Reportage indépendant, grilles plus nettes
Les données de santé des Français migrent vers un cloud souverain français

Après des années passées sous l'égide de Microsoft, les données de santé des Français, gérées par l'Assurance Maladie dans le cadre du Health Data Hub, seront désormais hébergées sur des serveurs français et souverains, grâce à la société Scaleway. Cette initiative est d'une importance cruciale dans le contexte actuel, où l'Europe se bat pour affirmer sa souveraineté numérique et garantir la protection des données personnelles des utilisateurs, malgré les menaces de cyberattaques.
Un choix stratégique pour la souveraineté numérique
Le 23 avril 2026, la Plateforme des données de santé (PDS), également connue sous le nom de Health Data Hub, a annoncé dans un communiqué officiel avoir choisi Scaleway pour héberger les données de remboursement de l'Assurance Maladie ainsi que d'autres bases de données médicales. Auparavant, ces informations étaient stockées sur la plateforme Microsoft Azure, une décision souvent critiquée en raison des risques juridiques associés aux lois américaines d'extraterritorialité, qui peuvent donner accès aux autorités américaines à des données même hébergées en Europe.
Une avancée significative après des années de débats
Après des années de débats, de recours juridiques et de pressions politiques, le gouvernement français a finalement opté pour le fournisseur français Scaleway, une filiale du groupe Iliad, qui est également la maison mère de Free. En 2019, le gouvernement avait créé le Health Data Hub, une plateforme publique destinée à fournir aux chercheurs un accès aux vastes bases de données de santé du Système national des données de santé (SNDS), géré par l'Assurance Maladie. Cela avait pour but de favoriser le développement et l'apprentissage de modèles d'intelligence artificielle dans le domaine médical.

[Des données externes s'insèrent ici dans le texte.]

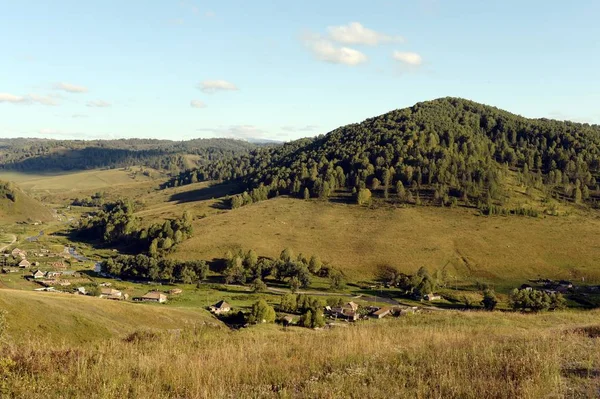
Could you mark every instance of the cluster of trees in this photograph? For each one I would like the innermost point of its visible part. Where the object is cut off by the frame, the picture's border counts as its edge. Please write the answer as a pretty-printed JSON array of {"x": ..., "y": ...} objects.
[
  {"x": 243, "y": 267},
  {"x": 8, "y": 191},
  {"x": 95, "y": 200},
  {"x": 142, "y": 267},
  {"x": 117, "y": 223},
  {"x": 174, "y": 156},
  {"x": 499, "y": 210},
  {"x": 438, "y": 152},
  {"x": 535, "y": 300},
  {"x": 418, "y": 285},
  {"x": 310, "y": 309}
]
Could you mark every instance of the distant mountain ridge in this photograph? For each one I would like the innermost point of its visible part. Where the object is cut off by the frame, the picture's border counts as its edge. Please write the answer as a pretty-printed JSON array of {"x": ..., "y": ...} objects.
[
  {"x": 444, "y": 151},
  {"x": 16, "y": 206},
  {"x": 43, "y": 154}
]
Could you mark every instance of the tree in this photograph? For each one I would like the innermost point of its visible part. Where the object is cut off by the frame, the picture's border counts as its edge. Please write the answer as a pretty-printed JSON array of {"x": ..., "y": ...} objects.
[
  {"x": 3, "y": 323},
  {"x": 153, "y": 250},
  {"x": 288, "y": 303},
  {"x": 258, "y": 285},
  {"x": 306, "y": 319},
  {"x": 336, "y": 279},
  {"x": 286, "y": 255},
  {"x": 489, "y": 301},
  {"x": 294, "y": 284},
  {"x": 314, "y": 265},
  {"x": 364, "y": 196},
  {"x": 261, "y": 312}
]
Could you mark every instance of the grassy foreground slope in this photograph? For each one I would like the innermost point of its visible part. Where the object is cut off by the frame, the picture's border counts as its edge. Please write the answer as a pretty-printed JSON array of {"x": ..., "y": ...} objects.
[
  {"x": 16, "y": 206},
  {"x": 358, "y": 239},
  {"x": 443, "y": 355},
  {"x": 79, "y": 319}
]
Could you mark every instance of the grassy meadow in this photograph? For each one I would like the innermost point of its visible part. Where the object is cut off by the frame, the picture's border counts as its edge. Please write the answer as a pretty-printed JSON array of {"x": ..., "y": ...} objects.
[
  {"x": 499, "y": 250},
  {"x": 433, "y": 355}
]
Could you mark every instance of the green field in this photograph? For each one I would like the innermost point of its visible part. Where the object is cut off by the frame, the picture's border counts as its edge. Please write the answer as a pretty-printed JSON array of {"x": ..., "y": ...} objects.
[
  {"x": 78, "y": 350},
  {"x": 357, "y": 240}
]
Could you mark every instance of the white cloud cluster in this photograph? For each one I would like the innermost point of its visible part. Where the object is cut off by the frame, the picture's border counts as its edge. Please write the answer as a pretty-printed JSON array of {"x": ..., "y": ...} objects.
[
  {"x": 330, "y": 47},
  {"x": 307, "y": 128},
  {"x": 243, "y": 132},
  {"x": 197, "y": 104},
  {"x": 27, "y": 99},
  {"x": 325, "y": 50},
  {"x": 71, "y": 88},
  {"x": 213, "y": 86},
  {"x": 356, "y": 33},
  {"x": 98, "y": 104},
  {"x": 408, "y": 58}
]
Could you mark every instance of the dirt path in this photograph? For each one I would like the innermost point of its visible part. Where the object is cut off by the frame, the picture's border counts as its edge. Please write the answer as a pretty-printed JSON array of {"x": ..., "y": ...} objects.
[{"x": 14, "y": 239}]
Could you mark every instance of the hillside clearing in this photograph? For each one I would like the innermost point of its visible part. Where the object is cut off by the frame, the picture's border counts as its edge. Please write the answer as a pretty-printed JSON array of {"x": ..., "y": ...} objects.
[{"x": 357, "y": 239}]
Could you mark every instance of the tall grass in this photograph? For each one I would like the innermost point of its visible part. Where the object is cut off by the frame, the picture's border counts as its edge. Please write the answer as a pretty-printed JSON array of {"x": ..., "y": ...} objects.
[{"x": 451, "y": 355}]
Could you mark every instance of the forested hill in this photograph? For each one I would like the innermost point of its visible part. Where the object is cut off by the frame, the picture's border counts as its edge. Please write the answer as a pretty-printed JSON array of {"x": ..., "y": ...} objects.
[
  {"x": 15, "y": 205},
  {"x": 42, "y": 154},
  {"x": 444, "y": 151}
]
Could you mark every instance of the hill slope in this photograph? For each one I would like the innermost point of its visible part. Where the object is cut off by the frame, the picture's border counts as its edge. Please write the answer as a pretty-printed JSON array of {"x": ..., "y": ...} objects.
[
  {"x": 80, "y": 319},
  {"x": 432, "y": 152},
  {"x": 16, "y": 206},
  {"x": 502, "y": 250}
]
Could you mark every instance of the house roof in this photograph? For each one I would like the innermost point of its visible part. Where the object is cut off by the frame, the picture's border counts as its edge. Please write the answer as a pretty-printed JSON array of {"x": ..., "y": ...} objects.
[
  {"x": 154, "y": 295},
  {"x": 109, "y": 291},
  {"x": 222, "y": 305},
  {"x": 382, "y": 311}
]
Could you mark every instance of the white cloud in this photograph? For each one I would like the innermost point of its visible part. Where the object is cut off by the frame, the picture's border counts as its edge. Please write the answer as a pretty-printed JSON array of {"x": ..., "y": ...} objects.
[
  {"x": 98, "y": 104},
  {"x": 27, "y": 99},
  {"x": 408, "y": 58},
  {"x": 197, "y": 104},
  {"x": 71, "y": 88},
  {"x": 355, "y": 33},
  {"x": 307, "y": 128},
  {"x": 243, "y": 132},
  {"x": 213, "y": 86},
  {"x": 11, "y": 98},
  {"x": 325, "y": 50}
]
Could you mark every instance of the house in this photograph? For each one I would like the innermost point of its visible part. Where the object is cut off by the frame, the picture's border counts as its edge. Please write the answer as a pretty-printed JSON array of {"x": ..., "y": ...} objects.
[
  {"x": 154, "y": 296},
  {"x": 39, "y": 274},
  {"x": 220, "y": 307},
  {"x": 381, "y": 313},
  {"x": 16, "y": 252},
  {"x": 111, "y": 293},
  {"x": 348, "y": 311}
]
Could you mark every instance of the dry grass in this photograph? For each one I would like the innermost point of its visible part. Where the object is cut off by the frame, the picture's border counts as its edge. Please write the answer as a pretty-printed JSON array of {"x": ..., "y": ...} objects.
[
  {"x": 358, "y": 239},
  {"x": 444, "y": 355},
  {"x": 75, "y": 319}
]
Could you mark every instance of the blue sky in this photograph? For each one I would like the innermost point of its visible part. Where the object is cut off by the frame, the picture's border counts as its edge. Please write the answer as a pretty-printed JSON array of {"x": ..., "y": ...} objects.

Les enjeux de l'intelligence artificielle en santé
L'intelligence artificielle suscite d'importantes attentes dans le secteur médical : elle pourrait permettre d'anticiper les crises sanitaires, de suivre l'évolution des maladies, d'améliorer les diagnostics et d'accélérer la découverte de nouveaux traitements. Cependant, pour réaliser ces avancées, l'accès à des données massives et de qualité reste un prérequis essentiel. Un entrepôt de données fiable est donc indispensable.
La position de la CNIL et la nécessité d'un cloud européen
La Commission nationale de l'informatique et des libertés (CNIL) a toujours exprimé son opposition à l'hébergement des données sur des clouds non européens, en raison des risques d'accès par des autorités étrangères, en particulier à cause des lois américaines d'extraterritorialité. Ces lois permettent aux autorités américaines d'exiger que les opérateurs de cloud américains fournissent leurs données, peu importe leur localisation dans le monde. Pourtant, en raison du manque d'alternatives satisfaisantes, Microsoft Azure avait été retenu comme hébergeur, car la société répondait aux exigences techniques du projet.
Une transition nécessaire mais complexe
Face à la pression croissante, le gouvernement a annoncé en février 2026 son intention de retirer l'hébergement à Microsoft avant la fin de l'année. Scaleway a réussi à se positionner comme une alternative crédible, offrant une solution conforme aux exigences de sécurité, de performance et de souveraineté, devançant d'autres entreprises françaises telles qu'Oodrive, OVH et Outscale.
Damien Lucas, directeur général de Scaleway, a déclaré à l'AFP : "Nous sommes fiers d'avoir été retenus par la PDS à l'issue d'un processus de sélection extrêmement compétitif. C'est aussi un symbole, un signal envoyé à tous les acteurs de la santé et, au-delà, à tous ceux qui se font une certaine idée du cloud : une alternative européenne crédible et compétitive existe."
La certification SecNumCloud en question
Cependant, un point reste en suspens : Scaleway ne possède pas encore la qualification SecNumCloud, un label délivré par l'Agence nationale de la sécurité des systèmes d'information (ANSSI), garantissant une immunité face aux lois extraterritoriales. Le fournisseur de cloud a cependant annoncé en janvier 2025 avoir obtenu le jalon "J0" et a entamé les démarches pour obtenir cette certification ultime. Le communiqué de la PDS ne mentionne pas cette qualification et évoque seulement des "options de sécurité nécessaires qui restent à construire" dans une logique de "partenariat".
Un chantier complexe à mener
Le gouvernement souligne que cette transition ne se fera pas du jour au lendemain. Le transfert des données et des infrastructures sera un chantier complexe qui devra être mené progressivement pour garantir la continuité des projets de recherche et la sécurité des informations. L'objectif est d'éviter toute interruption des travaux scientifiques en cours, tout en assurant une migration fiable et contrôlée vers le nouvel environnement technique. La migration complète de la copie du SNDS est prévue entre fin 2026 et début 2027.